ABSTRACT: Sequence Stratigraphy of Miocene Syntectonic Strata in the California Borderland

The southern California borderland has undergone a complex and poorly understood tectonic evolution since the East Pacific Rise impacted it about 29 Ma. One result of Miocene tectonism was deposition of conglomerate wedges composed of diverse clast types. Borderland conglomeratic formations (Vaqueros, Topanga, San Onofre Breccia, and Blanca Formations) are partly characterized by detritus derived from Catalina Schist (blueschist rich) and diorite (similar to the Willows Diorite on Santa Cruz Island) basement and Miocene volcanic terranes. They are grouped into a succession of three principal lithofacies types, in ascending order: (1) diorite rich, (2) blueschist rich, and (3) volcanic rich (dacitic, andesitic, and basaltic clasts). Deep-marine sediments of the Monterey Formation trans ressively overlie volcaniclastic sediments and locally unconformably overlie blueschist-rich sediments or basement rocks. The three conglomerate types comprise mostly lowstand systems tracts in four depositional sequences identified in the region. Each sequence is bounded by unconformities and was deposited during a unique tectonic event: (1) diorite-rich and blueschist-rich conglomerate, respectively, during two stages of compression(?), uplift, and erosion of borderland basement rocks; (2) followed by extension or relaxation of faults with resultant volcanism and generation of epiclastic volcanic sediments; and (3) this, in turn, was followed by rapid subsidence, transgression, and deposition of the Monterey Formation.

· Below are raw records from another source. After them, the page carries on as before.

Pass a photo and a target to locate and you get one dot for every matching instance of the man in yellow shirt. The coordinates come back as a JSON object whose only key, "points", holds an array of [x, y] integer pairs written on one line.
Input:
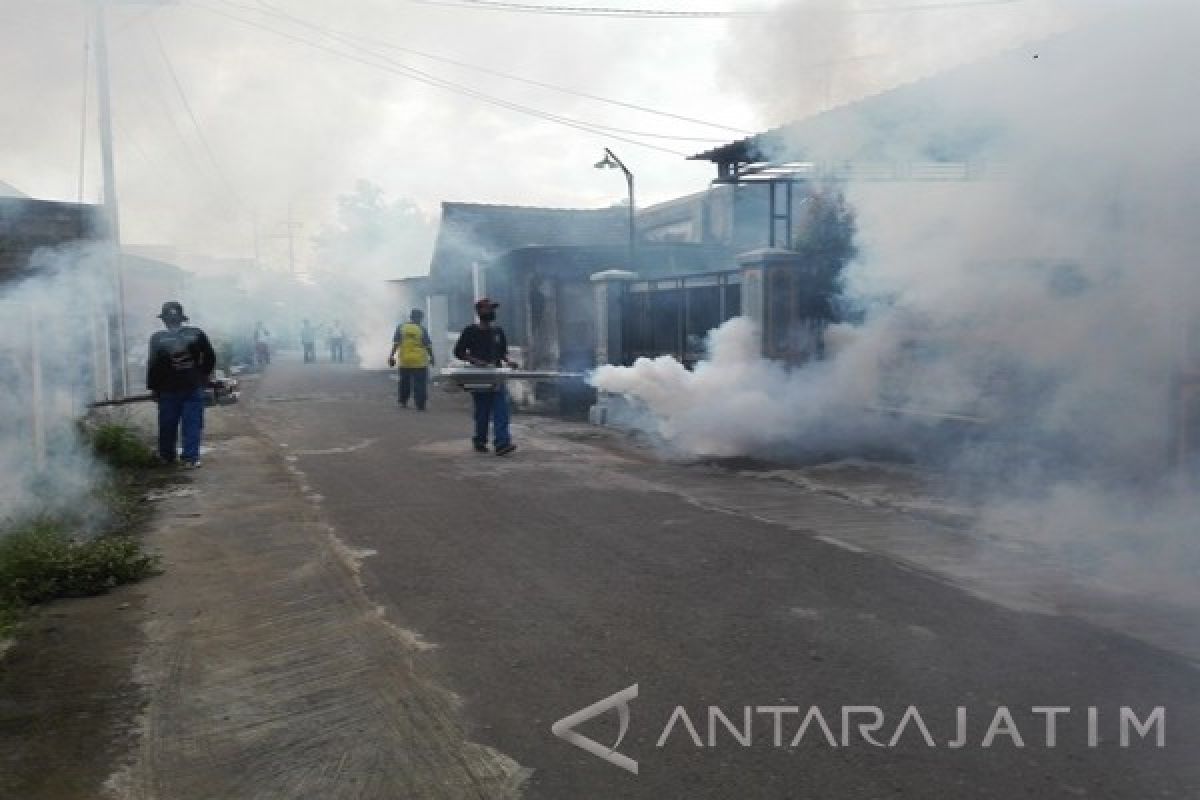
{"points": [[412, 348]]}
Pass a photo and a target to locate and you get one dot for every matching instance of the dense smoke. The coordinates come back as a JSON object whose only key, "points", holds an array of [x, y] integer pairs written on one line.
{"points": [[1051, 301], [52, 341]]}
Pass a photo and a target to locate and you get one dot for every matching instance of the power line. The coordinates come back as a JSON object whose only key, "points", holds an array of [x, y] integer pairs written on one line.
{"points": [[390, 65], [587, 11], [659, 13], [264, 7], [191, 114], [935, 6]]}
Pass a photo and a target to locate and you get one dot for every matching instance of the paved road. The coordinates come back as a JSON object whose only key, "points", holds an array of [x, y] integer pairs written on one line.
{"points": [[581, 566]]}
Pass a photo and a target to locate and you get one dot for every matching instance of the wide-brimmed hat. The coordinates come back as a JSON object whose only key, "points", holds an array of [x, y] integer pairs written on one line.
{"points": [[173, 308]]}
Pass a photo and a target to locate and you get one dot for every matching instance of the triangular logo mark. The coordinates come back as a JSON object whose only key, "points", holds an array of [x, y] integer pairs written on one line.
{"points": [[565, 728]]}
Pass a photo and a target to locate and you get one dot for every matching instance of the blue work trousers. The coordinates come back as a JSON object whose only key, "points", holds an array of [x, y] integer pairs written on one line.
{"points": [[175, 410], [492, 407]]}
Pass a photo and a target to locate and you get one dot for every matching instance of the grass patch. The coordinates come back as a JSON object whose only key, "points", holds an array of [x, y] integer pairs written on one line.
{"points": [[61, 554], [120, 446], [40, 560]]}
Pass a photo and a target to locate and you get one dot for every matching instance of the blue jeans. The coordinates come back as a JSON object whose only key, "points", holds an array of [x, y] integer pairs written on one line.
{"points": [[413, 380], [175, 408], [492, 407]]}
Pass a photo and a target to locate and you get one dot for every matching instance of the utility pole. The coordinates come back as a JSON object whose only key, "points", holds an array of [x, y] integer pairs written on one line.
{"points": [[105, 114], [291, 226]]}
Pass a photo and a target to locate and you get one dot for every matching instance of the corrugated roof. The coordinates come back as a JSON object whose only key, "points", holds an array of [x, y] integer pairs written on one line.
{"points": [[474, 232], [953, 132]]}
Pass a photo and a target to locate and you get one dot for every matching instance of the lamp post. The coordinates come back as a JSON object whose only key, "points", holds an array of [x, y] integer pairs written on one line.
{"points": [[611, 161]]}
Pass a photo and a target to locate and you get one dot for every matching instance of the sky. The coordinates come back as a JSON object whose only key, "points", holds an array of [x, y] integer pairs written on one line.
{"points": [[229, 115]]}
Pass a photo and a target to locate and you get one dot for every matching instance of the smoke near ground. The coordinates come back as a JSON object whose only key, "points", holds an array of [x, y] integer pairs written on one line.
{"points": [[1055, 300], [47, 347]]}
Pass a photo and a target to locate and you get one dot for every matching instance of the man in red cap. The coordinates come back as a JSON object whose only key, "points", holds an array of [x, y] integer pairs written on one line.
{"points": [[484, 346]]}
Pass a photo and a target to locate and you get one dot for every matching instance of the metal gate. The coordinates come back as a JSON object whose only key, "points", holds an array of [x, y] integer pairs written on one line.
{"points": [[673, 316]]}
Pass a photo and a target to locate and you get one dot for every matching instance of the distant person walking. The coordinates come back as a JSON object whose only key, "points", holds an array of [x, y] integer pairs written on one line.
{"points": [[309, 341], [485, 346], [336, 342], [179, 368], [262, 346], [412, 348]]}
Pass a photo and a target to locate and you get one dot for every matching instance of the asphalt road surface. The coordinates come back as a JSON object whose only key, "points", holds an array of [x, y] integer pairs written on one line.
{"points": [[581, 566]]}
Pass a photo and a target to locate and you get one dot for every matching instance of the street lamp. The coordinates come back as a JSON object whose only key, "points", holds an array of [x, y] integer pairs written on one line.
{"points": [[611, 161]]}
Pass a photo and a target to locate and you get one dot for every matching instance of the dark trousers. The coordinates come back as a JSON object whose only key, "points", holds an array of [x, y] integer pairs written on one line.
{"points": [[175, 410], [414, 382], [492, 407]]}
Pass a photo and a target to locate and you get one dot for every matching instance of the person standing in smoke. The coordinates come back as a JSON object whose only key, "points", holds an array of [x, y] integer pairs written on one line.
{"points": [[485, 346], [262, 346], [178, 371], [412, 347], [336, 342], [309, 341]]}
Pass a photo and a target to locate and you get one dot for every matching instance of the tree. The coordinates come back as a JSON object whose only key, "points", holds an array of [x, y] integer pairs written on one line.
{"points": [[825, 236], [373, 239]]}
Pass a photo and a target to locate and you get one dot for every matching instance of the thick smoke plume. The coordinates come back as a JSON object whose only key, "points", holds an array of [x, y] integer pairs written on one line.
{"points": [[1053, 300], [51, 326]]}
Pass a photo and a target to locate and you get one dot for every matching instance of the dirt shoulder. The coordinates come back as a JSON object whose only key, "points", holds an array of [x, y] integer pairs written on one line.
{"points": [[267, 671], [67, 696]]}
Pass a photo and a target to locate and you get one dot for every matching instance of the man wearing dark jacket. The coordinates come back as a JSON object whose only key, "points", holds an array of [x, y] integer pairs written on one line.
{"points": [[178, 372], [484, 346]]}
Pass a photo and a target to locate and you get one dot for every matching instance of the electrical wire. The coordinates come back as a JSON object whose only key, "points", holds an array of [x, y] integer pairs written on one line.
{"points": [[264, 7], [191, 114], [448, 84], [586, 11], [659, 13], [389, 65]]}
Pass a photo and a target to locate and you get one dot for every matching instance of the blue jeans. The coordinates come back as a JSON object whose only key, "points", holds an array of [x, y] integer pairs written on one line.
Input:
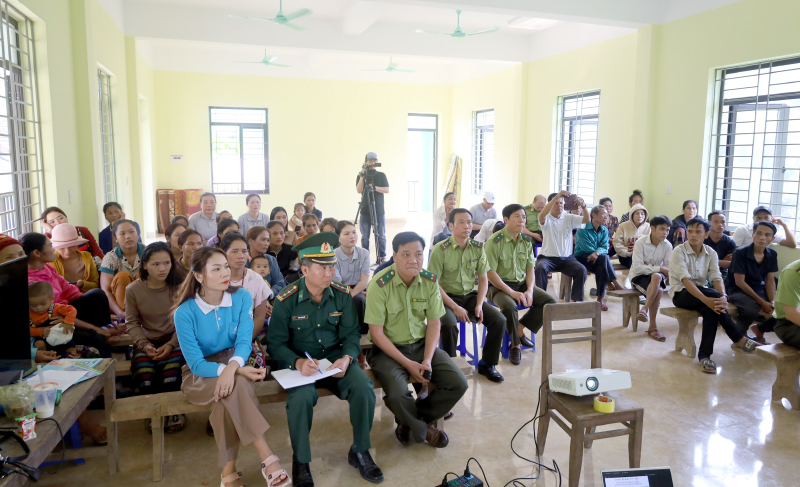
{"points": [[381, 229]]}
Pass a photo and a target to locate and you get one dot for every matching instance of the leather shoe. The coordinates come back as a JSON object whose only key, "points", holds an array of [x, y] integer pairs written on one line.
{"points": [[515, 355], [436, 437], [489, 372], [366, 466], [301, 475], [403, 433]]}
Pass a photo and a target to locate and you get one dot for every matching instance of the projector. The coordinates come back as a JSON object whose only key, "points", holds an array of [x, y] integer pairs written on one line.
{"points": [[590, 381]]}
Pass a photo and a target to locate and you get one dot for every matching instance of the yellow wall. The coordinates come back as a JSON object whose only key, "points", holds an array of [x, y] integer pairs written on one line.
{"points": [[319, 132]]}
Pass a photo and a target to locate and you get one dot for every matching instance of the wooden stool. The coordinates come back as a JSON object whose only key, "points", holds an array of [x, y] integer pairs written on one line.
{"points": [[687, 322], [787, 360], [630, 306]]}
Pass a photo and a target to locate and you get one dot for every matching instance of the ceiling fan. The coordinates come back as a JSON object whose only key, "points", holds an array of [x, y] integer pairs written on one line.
{"points": [[392, 68], [279, 19], [267, 61], [458, 33]]}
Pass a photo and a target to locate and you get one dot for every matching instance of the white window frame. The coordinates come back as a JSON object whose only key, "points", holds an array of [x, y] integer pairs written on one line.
{"points": [[21, 171], [482, 149], [754, 149], [575, 164]]}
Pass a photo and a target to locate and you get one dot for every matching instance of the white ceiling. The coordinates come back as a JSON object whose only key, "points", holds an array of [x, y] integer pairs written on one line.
{"points": [[343, 36]]}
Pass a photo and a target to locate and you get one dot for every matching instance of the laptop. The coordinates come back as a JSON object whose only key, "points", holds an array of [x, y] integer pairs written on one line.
{"points": [[638, 477]]}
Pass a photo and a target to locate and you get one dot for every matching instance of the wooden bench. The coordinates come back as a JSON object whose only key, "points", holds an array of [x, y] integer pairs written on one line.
{"points": [[630, 306], [787, 360], [158, 406]]}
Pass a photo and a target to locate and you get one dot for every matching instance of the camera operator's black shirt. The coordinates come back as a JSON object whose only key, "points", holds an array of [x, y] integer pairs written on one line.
{"points": [[380, 181]]}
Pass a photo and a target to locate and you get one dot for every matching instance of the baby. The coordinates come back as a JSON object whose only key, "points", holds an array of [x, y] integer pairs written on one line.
{"points": [[47, 318]]}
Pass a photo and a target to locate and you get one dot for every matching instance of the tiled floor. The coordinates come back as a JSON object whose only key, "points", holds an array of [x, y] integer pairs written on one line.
{"points": [[712, 430]]}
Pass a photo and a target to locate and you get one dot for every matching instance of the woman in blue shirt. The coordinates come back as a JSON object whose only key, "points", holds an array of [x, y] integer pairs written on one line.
{"points": [[215, 327]]}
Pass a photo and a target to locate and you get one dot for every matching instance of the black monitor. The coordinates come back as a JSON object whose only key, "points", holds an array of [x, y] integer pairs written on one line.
{"points": [[15, 347]]}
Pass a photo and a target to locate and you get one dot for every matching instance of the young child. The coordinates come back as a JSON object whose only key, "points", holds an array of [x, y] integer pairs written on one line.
{"points": [[42, 309], [296, 221]]}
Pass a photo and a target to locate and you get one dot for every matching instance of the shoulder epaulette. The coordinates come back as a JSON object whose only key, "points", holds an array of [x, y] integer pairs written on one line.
{"points": [[428, 275], [340, 287], [384, 279], [475, 243], [287, 292]]}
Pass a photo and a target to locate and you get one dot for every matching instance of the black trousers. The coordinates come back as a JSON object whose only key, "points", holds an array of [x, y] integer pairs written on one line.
{"points": [[603, 271], [493, 320], [684, 299], [568, 266], [93, 308]]}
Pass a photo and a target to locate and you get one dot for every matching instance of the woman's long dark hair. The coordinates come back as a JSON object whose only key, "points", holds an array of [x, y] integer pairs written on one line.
{"points": [[173, 280]]}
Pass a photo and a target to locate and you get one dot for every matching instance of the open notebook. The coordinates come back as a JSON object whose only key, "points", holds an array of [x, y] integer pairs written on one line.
{"points": [[294, 378]]}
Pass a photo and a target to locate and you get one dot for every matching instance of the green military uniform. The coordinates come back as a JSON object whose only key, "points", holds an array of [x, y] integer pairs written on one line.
{"points": [[327, 329], [456, 268], [402, 311], [511, 259]]}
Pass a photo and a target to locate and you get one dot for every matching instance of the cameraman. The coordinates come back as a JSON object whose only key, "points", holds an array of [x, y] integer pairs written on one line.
{"points": [[381, 186]]}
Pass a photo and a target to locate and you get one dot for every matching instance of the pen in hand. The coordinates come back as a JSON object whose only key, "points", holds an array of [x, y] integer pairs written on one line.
{"points": [[312, 361]]}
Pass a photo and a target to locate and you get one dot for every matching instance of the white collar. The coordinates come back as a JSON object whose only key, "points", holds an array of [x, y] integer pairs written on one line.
{"points": [[206, 308]]}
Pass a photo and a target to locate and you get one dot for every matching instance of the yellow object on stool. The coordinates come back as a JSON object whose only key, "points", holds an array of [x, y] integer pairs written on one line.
{"points": [[603, 404]]}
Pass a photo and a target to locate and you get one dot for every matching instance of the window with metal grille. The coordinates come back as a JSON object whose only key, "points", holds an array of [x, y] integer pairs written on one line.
{"points": [[576, 144], [107, 136], [755, 142], [21, 175], [239, 150], [483, 148]]}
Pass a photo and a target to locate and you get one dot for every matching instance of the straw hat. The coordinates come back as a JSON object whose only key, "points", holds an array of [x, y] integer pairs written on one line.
{"points": [[66, 235]]}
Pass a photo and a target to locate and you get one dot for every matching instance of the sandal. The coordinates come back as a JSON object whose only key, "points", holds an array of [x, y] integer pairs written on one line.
{"points": [[272, 477], [656, 335], [708, 366], [232, 480]]}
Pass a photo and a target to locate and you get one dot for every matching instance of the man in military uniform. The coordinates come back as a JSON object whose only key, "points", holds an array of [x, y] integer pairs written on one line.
{"points": [[456, 261], [404, 306], [315, 315], [511, 276]]}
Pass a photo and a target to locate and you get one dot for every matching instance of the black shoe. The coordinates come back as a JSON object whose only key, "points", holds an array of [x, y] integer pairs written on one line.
{"points": [[366, 466], [489, 372], [301, 475]]}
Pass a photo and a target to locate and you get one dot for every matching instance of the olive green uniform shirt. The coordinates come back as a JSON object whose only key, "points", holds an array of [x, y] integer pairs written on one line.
{"points": [[509, 259], [402, 311], [532, 216], [328, 329], [457, 267]]}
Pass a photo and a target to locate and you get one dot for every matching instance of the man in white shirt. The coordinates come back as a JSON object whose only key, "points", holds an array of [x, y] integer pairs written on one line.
{"points": [[744, 234], [483, 211], [557, 249], [692, 263]]}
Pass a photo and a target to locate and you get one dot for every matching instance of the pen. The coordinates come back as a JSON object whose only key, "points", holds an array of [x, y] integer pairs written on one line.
{"points": [[312, 360]]}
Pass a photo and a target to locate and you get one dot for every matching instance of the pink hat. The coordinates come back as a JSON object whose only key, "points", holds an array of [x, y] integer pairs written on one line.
{"points": [[66, 235]]}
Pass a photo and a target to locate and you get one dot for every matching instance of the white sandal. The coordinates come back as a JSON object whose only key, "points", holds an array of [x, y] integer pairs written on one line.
{"points": [[270, 478]]}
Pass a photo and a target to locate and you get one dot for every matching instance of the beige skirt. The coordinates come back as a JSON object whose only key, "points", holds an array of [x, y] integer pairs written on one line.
{"points": [[235, 418]]}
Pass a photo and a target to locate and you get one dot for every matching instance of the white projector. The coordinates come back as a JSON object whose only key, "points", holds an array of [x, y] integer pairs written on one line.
{"points": [[590, 381]]}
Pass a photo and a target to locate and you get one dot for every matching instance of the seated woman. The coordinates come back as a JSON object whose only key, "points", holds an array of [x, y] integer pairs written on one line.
{"points": [[224, 227], [215, 330], [157, 360], [92, 307], [172, 234], [121, 267], [279, 214], [75, 266], [53, 216]]}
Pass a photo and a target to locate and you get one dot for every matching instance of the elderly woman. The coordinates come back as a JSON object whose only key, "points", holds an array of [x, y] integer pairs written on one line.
{"points": [[53, 216], [214, 323], [75, 266]]}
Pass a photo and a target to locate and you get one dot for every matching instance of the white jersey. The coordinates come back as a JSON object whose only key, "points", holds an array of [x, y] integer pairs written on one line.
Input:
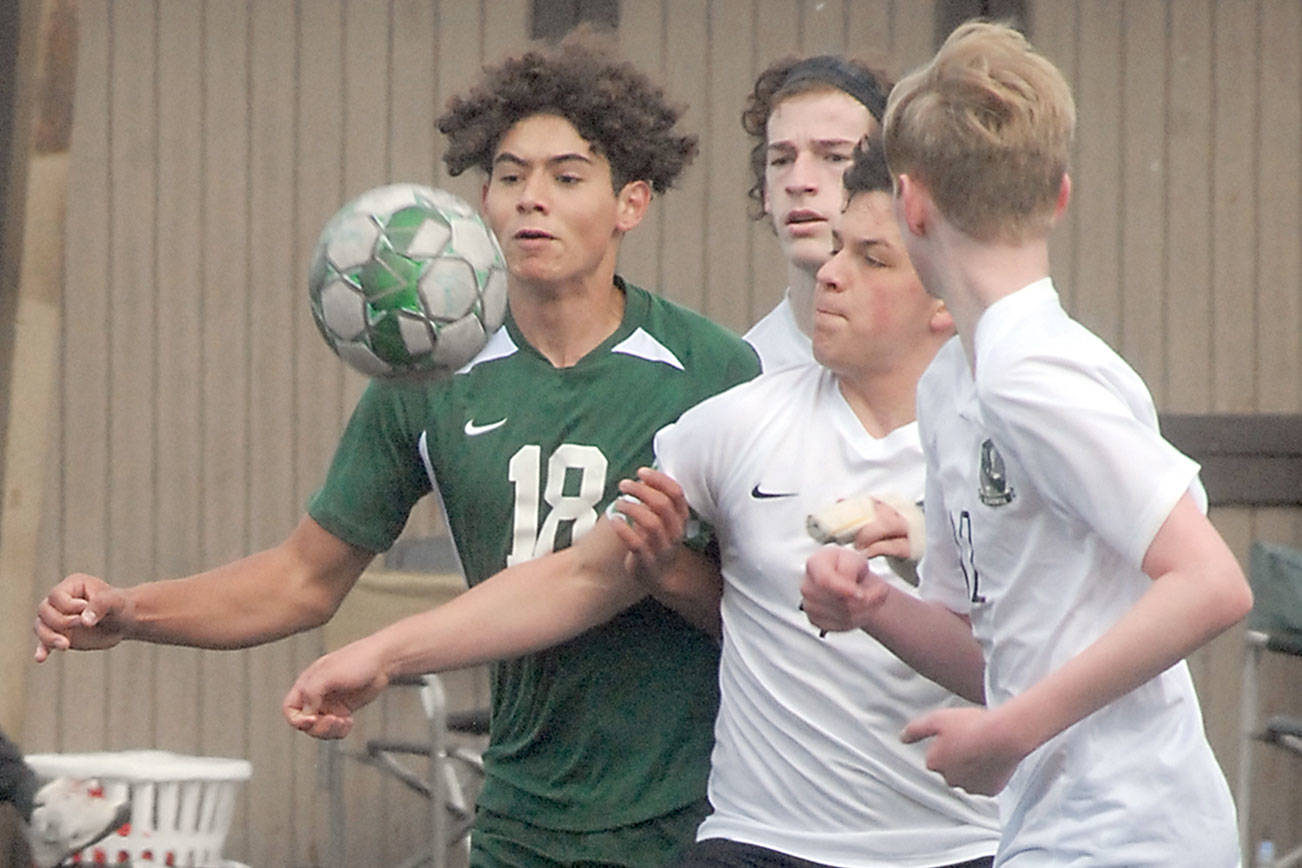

The succession of lowstand conglomerates occurs in older sequences n the Northern Channel Islands than south of the islands. This suggests that whereas the Miocene tectonic evolution of both areas was similar, stages in that process occurred earlier in the north and then shifted to a more southerly part of the borderland.

AAPG Search and Discovery Article #90992©1993 AAPG Pacific Section Meeting, Long Beach, California, May 5-7, 1993.